4-3. Physical strength analysis of collagen sponge-polymer mesh assembly In order to compare and analyze the physical strength of the collagen sponge-polymer mesh assembly thus manufactured, the tensile strength and the bond strength with the suture used for fixing the human body were measured. As is clear from the tensile strength measurement results shown in FIG. 12, the assembly of the present invention to which the PCL mesh is bonded has a tensile strength about 20 times higher, a tensile modulus about 70 times higher, and an elastic modulus about 10 times higher than that of the plain collagen sponge. Next, a suture was passed through each of the collagen sponge and the collagen sponge-PCL mesh assembly of the present invention, and the bond strength with the suture was analyzed. As a result, it was observed that the strength was significantly increased from about 56.26 KPa to 496.15 KPa compared to the plain collagen sponge. From these results, it was confirmed that the assembly of the present invention in which the PCL polymer is bonded to the collagen sponge provides a stable fixation function in the human body while dramatically improving the physical properties of the existing collagen sponge.
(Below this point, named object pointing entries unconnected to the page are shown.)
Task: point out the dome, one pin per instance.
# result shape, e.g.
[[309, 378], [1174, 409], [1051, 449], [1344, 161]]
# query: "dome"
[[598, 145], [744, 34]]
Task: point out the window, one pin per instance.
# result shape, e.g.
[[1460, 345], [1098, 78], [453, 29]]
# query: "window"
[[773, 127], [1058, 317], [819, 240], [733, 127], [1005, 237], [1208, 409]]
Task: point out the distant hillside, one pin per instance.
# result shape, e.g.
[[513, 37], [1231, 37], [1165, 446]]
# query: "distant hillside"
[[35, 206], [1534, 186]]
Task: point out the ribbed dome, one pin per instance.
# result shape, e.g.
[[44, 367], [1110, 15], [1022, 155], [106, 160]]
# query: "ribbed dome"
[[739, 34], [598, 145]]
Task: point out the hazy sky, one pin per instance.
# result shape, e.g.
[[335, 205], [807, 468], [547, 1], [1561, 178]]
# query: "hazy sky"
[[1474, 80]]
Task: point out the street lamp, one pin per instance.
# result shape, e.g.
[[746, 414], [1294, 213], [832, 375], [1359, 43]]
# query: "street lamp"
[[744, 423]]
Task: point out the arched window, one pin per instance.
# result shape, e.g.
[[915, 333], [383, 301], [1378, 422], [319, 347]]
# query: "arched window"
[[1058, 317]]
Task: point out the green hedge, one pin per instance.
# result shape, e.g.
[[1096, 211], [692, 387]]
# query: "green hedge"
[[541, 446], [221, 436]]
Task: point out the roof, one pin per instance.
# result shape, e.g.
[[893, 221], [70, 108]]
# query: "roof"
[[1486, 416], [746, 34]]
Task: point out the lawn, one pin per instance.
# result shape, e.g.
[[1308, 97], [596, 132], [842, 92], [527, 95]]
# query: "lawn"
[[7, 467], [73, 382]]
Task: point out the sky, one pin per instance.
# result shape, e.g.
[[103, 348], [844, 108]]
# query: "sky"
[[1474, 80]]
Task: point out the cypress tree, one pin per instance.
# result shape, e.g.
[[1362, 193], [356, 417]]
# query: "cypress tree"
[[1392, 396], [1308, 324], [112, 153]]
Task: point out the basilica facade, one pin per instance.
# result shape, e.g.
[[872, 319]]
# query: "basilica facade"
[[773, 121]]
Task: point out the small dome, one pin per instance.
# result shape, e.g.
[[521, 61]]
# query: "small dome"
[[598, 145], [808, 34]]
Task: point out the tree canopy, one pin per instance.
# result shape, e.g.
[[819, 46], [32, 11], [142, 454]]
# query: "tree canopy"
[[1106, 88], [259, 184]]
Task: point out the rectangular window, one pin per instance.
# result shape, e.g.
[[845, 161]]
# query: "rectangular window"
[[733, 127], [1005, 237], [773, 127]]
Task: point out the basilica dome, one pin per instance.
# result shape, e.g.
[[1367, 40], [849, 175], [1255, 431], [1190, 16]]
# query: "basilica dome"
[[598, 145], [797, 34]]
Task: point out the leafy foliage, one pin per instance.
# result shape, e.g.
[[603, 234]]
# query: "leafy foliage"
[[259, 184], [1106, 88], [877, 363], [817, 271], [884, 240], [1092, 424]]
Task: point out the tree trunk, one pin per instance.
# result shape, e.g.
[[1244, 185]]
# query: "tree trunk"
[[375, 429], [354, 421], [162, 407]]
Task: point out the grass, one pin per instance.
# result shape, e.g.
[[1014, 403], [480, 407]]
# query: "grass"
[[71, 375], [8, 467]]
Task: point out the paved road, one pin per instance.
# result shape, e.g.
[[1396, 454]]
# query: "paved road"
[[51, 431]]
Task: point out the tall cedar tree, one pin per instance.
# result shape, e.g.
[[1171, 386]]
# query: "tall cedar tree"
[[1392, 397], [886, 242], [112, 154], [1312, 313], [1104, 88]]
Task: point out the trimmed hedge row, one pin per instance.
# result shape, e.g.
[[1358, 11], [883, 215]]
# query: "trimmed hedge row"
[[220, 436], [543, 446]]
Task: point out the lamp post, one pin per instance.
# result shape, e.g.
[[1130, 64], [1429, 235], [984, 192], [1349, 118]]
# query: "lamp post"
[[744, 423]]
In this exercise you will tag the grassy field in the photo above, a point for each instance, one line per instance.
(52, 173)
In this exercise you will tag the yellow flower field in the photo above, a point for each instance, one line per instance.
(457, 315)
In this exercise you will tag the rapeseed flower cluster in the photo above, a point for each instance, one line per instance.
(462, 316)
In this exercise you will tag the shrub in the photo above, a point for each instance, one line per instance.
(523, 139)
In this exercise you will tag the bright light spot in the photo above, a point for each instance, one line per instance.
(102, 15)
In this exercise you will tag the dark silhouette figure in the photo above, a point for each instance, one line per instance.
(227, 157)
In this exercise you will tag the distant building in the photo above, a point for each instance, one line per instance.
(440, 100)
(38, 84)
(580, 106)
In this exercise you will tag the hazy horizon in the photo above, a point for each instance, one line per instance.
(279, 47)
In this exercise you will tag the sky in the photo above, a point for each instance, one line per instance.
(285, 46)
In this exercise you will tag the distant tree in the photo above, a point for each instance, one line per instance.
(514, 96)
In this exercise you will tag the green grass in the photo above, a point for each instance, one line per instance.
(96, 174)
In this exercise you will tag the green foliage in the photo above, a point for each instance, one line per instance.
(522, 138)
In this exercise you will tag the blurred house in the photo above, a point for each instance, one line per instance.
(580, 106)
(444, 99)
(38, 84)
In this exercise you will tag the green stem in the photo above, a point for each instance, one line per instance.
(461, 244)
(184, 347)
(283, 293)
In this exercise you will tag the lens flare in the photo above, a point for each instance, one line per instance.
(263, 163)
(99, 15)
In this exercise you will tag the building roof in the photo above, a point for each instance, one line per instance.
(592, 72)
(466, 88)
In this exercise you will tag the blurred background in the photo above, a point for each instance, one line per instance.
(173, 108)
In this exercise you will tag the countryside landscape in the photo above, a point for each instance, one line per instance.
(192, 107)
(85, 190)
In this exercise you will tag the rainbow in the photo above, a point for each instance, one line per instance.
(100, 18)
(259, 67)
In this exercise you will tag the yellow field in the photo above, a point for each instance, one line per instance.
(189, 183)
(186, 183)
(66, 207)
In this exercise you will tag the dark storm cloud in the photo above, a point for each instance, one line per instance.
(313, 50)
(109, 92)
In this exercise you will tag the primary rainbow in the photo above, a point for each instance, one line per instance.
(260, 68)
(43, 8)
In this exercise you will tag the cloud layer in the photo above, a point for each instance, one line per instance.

Although certain parts of the present invention have been described in detail above, it is clear to those skilled in the art that such specific descriptions are merely preferred embodiments and therefore do not limit the scope of the present invention. Therefore, the substantial scope of the present invention is defined by the appended claims and their equivalents.

Claims (4)

A method for producing a double-structured porous scaffold, comprising embossing a biocompatible polymer into a mesh shape on a surface of a collagen sponge ,
Here, the embossing is performed by outputting the polymer into a mesh shape on the surface of the collagen sponge using a 3D printer . 2. The method of claim 1 , wherein the polymer is selected from the group consisting of polycaprolactone (PCL), poly(L-lactic acid) (PLLA), poly(glycolic acid) (PGA), poly(lactic acid-co-glycolic acid) (PLGA), poly(L-lactic acid-co-ε-caprolactone) (LCL), and combinations thereof. The method of claim 2 , wherein the polymer is polycaprolactone (PCL). The method of claim 1, wherein the mesh shape includes strands each having a diameter of 0.3-0.5 mm and a spacing between the strands of 0.1-0.3 mm.